The two bullets that struck were an inch lower than the E, and slightly to the right. I’d given Phin a penny and instructed him to turn the scope’s vertical and horizontal screws in the proper directions to adjust the crosshairs. He loaded three more rounds, rested the gun on the stump, and fired again.

This time the bullets all hit the E. I marched the sign back another fifty yards, wet dirt clinging to my new shoes, then got clear and yelled at him to try again. Phin put another three into the sign, faster this time. Only one hit the sign. He’d probably turned one of the screws too far.

My phone rang before I had a chance to tell him. I fished it out of my pocket, my mind blanking when I saw who the call was from.

555-5555.

Alex.

The text message came first.

THIS IS ALAN. HE’S YOUR HUSBAND.

Oh God. Oh no. She was lying. She had to be.

Please, be lying.

Then the picture. Alan, tied to a bed. His bare stomach sliced up, the blood dry, but the cuts on it forming unmistakable words:

TILL DEATH DO US PART

My legs stopped supporting me and I fell onto my ass. I kept staring at Alan-poor Alan-and thinking about that last awful argument I’d had with him. It was my fault he’d been grabbed by the monster. My fault he was in this mess. The very thing he’d been preaching at me all these years had come true.

Another text came. I opened it, trembling hands barely able to hold on to the phone.

HE DIES IN TWO HOURS.

Two? That wasn’t right. That had to be a mistake. Alan lived in Iowa. A three-hour drive from here.

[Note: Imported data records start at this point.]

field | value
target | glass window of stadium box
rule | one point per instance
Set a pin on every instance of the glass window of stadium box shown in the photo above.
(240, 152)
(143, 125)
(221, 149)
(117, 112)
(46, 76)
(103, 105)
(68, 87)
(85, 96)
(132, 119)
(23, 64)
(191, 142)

Alex wasn’t playing fair.

“That’s not fair,” I said, but it didn’t sound like me. “Two hours isn’t enough time. It’s not fair.”

“Jack?” Phin was standing over me, breathing hard, his hand on my head.

“Not fair.”

“What’s not fair?” He took the phone from me.

“I can’t save him in two hours. It’s not enough time.”

Phin looked at the text, pressed a few buttons. I stared beyond him, past the For Sale sign, past the field, to the horizon-that faint line where the brown earth met the gray sky, the great divider between heaven and earth. Except that there was no heaven. No hell either. But there didn’t need to be.